Кабинет был немилосердно освещен большой лампочкой, висящей на голом шнуре. Лампочка была такая яркая, что не оставляла преступникам никакой надежды скрыть свои тайные намерения от следователя Мыльникова, от его проницательных глаз. А еще эти глаза были усталыми, но добрыми.
– Садитесь, Ольга Михайловна, – негромко пригласил он и потер подпухшие веки. – Ну что? Как настроение? Будем сотрудничать?
И в этот миг она приняла решение – совершенно определенное и бесповоротное. Однако Мыльникову ничего об этом пока не сказала, а просто положила на стол квитанцию из сберкассы и заявила:
– Вот.
– Да вы садитесь, садитесь.
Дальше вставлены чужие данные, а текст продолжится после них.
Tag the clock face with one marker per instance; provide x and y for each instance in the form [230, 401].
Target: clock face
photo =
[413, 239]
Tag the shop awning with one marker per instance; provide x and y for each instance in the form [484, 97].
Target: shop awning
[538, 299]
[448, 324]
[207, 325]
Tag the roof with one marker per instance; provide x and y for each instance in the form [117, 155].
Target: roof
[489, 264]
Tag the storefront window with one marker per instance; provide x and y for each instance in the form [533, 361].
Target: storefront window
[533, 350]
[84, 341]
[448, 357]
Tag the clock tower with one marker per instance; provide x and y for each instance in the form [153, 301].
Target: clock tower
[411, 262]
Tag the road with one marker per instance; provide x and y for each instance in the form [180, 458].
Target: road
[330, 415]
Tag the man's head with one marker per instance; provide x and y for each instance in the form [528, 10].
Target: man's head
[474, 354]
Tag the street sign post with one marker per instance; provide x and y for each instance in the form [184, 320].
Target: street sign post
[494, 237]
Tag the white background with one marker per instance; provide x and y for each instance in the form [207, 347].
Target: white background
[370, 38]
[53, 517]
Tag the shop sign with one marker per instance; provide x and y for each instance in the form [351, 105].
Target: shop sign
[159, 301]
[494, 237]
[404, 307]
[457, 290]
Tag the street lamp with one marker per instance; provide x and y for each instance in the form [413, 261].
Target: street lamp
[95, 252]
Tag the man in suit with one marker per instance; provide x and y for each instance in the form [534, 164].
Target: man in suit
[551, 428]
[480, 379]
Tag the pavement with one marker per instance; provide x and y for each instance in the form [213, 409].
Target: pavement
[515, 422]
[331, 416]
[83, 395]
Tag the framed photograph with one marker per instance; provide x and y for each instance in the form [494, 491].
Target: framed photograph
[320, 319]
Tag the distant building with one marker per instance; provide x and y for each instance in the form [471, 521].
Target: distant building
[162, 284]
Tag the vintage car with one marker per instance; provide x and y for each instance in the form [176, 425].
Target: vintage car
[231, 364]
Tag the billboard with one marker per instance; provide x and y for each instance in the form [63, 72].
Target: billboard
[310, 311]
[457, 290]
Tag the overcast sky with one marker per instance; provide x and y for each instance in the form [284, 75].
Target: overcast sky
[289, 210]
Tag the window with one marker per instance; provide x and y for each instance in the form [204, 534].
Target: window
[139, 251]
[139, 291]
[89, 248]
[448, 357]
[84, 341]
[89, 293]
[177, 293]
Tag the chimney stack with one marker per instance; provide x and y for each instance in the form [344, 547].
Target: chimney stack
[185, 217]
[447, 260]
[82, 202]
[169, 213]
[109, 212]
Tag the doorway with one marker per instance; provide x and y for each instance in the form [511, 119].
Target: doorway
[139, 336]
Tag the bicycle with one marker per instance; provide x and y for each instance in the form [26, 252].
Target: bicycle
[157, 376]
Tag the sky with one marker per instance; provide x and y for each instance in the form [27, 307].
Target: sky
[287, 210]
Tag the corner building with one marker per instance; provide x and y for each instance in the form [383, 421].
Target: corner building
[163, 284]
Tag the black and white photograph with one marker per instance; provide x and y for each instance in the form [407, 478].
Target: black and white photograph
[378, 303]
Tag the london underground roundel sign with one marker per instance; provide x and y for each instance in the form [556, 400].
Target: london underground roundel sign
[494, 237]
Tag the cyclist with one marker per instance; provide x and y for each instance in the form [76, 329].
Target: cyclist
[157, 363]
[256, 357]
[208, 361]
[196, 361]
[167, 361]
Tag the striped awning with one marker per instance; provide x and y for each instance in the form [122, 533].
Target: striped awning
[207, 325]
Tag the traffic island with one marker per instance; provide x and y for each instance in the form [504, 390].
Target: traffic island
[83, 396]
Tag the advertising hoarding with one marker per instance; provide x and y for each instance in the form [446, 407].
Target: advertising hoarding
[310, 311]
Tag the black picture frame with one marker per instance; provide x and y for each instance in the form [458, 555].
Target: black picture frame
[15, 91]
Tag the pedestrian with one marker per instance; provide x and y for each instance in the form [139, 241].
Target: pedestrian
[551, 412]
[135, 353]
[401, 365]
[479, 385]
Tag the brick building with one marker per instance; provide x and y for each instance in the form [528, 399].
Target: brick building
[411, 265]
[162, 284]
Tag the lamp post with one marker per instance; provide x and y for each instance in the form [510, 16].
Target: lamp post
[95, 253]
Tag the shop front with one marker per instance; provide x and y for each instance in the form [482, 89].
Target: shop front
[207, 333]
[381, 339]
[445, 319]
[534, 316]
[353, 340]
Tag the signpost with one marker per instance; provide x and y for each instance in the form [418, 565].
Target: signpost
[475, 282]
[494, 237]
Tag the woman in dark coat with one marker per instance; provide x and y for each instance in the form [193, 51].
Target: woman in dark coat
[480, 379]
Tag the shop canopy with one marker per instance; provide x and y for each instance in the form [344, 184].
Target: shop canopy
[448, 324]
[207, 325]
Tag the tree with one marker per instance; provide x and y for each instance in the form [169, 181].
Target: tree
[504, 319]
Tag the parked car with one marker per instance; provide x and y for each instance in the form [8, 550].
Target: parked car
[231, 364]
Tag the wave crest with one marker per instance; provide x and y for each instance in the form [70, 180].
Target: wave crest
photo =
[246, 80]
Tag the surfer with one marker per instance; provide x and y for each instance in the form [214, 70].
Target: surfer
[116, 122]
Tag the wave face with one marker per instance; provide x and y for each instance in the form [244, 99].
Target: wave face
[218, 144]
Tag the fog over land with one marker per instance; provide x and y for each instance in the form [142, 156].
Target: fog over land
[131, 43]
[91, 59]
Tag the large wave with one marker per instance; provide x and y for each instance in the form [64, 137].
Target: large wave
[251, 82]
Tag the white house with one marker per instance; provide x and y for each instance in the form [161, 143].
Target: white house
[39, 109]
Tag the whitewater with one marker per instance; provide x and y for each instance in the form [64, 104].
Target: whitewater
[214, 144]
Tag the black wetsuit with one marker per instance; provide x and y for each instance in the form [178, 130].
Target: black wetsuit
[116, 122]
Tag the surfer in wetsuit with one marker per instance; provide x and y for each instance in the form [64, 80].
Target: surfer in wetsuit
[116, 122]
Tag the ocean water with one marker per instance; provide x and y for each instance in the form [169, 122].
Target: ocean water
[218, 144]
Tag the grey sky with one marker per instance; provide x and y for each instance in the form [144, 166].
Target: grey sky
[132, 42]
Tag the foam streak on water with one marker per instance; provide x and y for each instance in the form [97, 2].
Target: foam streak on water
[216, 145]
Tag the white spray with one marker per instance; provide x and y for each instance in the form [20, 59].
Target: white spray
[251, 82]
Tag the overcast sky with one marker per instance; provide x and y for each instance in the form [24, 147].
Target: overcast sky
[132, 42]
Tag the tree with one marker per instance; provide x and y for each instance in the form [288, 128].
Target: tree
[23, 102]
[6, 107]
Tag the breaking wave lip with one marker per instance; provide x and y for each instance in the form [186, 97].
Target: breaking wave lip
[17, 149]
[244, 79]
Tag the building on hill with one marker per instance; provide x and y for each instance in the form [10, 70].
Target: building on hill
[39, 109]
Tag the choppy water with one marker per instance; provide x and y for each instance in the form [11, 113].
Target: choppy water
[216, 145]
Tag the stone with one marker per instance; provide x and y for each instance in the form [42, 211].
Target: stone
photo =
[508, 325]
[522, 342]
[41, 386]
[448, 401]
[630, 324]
Что это? – спросил опер, разглядывая бумажку очень внимательно, но не дотрагиваясь до нее, словно боялся оставить отпечатки пальцев.
– Я вернула деньги в Фонд занятости, Николай Николаевич, – сказала Ольга, оглядываясь на традесканцию, но решив уж лучше постоять, чем снова терпеть ее приставания. – Как вы думаете, зачтется мне это на суде?
– Ну что вы, Ольга Михайловна, – ласково усмехнулся Мыльников. – Какой может быть суд? Мы же с вами договорились: я за вас похлопочу, если вы нам поможете.
Долее лелеять его несбыточные надежды показалось Ольге недостойным. И она не очень складно, но твердо выразилась в том смысле, что извините, конечно, Николай Николаевич, вы добрый и замечательный, вы редкой души человек, однако… еще раз простите… сотрудничать с органами вообще и с вами в частности она не станет. Не станет уподобляться Фонду занятости с его подлыми принципами жизни и вводить в искушение каких-то несчастных давателей взяток. А вдруг они как раз в это время решат завязать, никогда больше не грешить, а тут Ольга невольно снова приведет их на путь порока? А потом станет свидетельствовать против людей, которых сама же подводила под статью? Нет, сроду Ольга Еремеева ни на кого не доносила, поздно и начинать – в двадцать-то девять годиков! Кроме того, где гарантии того, что подельники этих посаженных потом не взорвут Ольгину квартиру или просто не задушат ее в темном переулке? Словом, нет, нет и еще раз нет. Лучше ответить по всей строгости закона – и ладно. Кроме того, факт возврата денег ей, наверное, все-таки зачтется.